In Song of Solomon 6:4-10 Solomon is wooing her for a third time. He compares her to his army, his flocks of goats, and his 60 queens and 80 concubines. He, of course, tells her that she is the ONLY one that is perfect and unique – among all his women. Her response? Boredom and a desire to go somewhere less dripping with flattery! She goes to the orchard of nut trees; she seeks solace among the trees to which she has access at the palace. Before she even realizes it, she is so enraptured with looking toward the life she knows back home that she takes off running as though to leave Solomon and all his trappings behind (Song of Solomon 6:11-12). She is NOT impressed.
This is fully culminated in the climax of the story found in Chapter 7. In verses 1-5 the women of the court tell her, in the most physical of terms, how beautiful she is; Solomon follows suit with a most lurid invitation in verses 6-9a.
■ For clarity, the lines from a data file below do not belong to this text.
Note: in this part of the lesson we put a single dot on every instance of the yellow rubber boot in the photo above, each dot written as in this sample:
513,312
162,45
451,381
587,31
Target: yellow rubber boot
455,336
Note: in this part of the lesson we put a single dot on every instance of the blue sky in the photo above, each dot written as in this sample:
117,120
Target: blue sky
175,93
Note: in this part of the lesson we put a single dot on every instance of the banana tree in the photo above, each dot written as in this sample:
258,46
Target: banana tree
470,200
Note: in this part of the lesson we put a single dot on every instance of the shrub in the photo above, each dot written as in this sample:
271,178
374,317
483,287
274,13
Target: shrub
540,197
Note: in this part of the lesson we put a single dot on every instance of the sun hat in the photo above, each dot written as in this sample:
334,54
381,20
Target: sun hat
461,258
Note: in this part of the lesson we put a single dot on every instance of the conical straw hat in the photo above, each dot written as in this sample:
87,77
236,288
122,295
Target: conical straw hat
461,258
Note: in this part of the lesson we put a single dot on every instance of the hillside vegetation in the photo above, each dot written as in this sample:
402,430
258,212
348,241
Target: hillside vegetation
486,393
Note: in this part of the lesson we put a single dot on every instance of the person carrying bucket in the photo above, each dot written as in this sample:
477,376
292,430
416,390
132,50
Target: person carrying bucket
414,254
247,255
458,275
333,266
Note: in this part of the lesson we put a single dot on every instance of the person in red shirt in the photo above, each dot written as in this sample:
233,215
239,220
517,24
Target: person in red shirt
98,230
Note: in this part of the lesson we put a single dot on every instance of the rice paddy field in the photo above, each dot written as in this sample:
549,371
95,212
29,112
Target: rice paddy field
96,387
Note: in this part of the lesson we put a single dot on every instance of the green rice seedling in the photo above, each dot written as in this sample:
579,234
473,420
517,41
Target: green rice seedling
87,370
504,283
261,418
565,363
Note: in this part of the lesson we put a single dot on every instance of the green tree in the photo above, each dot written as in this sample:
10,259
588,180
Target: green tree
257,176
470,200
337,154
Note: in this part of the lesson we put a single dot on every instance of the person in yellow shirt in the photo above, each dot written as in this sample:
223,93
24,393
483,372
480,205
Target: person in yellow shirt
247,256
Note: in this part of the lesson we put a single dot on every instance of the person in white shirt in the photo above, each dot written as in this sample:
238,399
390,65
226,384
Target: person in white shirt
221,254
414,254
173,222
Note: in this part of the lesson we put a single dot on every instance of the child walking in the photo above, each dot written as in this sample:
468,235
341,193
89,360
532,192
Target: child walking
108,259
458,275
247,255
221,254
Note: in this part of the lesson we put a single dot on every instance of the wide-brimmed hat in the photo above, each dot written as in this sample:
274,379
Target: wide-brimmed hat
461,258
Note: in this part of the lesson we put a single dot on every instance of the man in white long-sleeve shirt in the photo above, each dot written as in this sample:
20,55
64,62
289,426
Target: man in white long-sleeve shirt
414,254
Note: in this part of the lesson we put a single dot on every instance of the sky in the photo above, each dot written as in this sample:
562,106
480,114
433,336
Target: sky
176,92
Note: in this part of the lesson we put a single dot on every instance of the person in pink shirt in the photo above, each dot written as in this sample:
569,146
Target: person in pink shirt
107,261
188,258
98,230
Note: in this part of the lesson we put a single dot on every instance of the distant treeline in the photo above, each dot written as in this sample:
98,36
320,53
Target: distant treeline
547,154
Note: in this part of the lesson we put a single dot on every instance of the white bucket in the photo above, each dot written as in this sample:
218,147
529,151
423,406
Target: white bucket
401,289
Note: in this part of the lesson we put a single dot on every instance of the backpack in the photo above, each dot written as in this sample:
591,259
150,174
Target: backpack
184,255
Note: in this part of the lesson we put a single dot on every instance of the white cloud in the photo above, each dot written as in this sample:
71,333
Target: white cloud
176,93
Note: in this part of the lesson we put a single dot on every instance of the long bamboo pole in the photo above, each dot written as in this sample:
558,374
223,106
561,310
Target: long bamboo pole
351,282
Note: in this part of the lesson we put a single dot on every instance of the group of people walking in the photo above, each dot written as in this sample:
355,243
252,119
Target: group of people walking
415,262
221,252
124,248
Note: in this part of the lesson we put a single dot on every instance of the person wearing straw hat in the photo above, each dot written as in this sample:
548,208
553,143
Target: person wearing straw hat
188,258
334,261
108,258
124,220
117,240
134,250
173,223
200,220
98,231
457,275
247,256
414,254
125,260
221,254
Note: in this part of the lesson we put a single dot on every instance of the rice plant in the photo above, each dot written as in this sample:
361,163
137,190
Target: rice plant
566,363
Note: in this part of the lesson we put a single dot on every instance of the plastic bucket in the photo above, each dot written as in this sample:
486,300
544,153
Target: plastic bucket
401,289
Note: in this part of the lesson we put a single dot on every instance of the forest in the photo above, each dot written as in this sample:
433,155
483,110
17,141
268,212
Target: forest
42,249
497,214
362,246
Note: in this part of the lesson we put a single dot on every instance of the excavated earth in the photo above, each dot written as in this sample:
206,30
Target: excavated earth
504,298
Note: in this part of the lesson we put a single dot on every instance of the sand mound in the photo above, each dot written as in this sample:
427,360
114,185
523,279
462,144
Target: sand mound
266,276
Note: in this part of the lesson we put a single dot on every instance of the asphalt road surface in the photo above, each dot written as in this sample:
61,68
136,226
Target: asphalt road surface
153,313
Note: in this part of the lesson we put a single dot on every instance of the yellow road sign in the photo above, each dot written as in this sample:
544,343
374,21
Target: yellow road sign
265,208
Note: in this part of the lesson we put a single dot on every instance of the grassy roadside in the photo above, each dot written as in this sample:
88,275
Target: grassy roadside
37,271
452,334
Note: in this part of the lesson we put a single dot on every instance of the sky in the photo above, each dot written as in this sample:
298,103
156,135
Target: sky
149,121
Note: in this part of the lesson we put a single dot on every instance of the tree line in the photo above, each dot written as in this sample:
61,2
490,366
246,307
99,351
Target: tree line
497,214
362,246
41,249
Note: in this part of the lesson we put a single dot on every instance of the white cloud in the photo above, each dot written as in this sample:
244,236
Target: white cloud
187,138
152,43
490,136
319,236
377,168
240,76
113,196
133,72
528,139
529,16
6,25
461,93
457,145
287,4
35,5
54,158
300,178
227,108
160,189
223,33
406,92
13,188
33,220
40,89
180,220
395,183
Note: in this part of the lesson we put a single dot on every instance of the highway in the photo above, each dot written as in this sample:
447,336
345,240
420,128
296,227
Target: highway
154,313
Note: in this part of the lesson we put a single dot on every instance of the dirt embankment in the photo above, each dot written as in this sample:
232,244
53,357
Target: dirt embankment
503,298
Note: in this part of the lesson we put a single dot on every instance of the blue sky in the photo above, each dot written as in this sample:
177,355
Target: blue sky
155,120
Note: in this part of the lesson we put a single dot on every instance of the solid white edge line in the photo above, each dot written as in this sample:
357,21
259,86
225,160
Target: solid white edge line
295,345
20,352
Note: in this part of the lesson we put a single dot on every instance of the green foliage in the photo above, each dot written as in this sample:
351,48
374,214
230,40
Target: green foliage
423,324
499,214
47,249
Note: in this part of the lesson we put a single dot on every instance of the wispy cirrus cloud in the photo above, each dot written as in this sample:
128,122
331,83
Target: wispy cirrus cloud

The Shulamite shows her decision, and her strength of character by the choice in verses 9b-13. She says, essentially, “My kisses are for my Beloved, I belong to him, and I am ready to go home to him where I can freely enjoy married life with him.” There is no more question of which life is for her.
”Charm is deceitful and beauty is vain, but a woman who fears the Lord, she shall be praised” (Pro. 31:30).
To see the woman who was “instructed by her mother” we only have to go to Song of Solomon 4:8-15. The Beloved Shepherd describes her as being simple about her array (vs. 9 says “single strand of your necklace”), taking care of herself and her clothing (she smells good, vs. 10 and 11), she uses her mouth to speak kind words (compare vs. 11 to Ps. 19:10 and Prov. 31:26), she is pure (vs. 12), and she has cared for herself so that she is ever ready to be a benefit, in any way (vs. 13-15)! What a wonderful young woman! This young woman could be sure of her behavior so that she could bring her beloved to meet her mother with no shame (Song of Solomon 3:4 and 8:2).
My prayer is that every mother would train every daughter to have the confidence and strength of character that the Shulamite displays. God gives such a beautiful story of how to choose love. The keys to a happy, healthy marriage are two people who are mentally, physically, and spiritually aware of themselves and prepared to bring themselves completely to the relationship for the rest of their lives. I believe this is the knowledge the Shulamite’s mother handed down to her daughter – and I thank the Lord that we can all learn from her as well.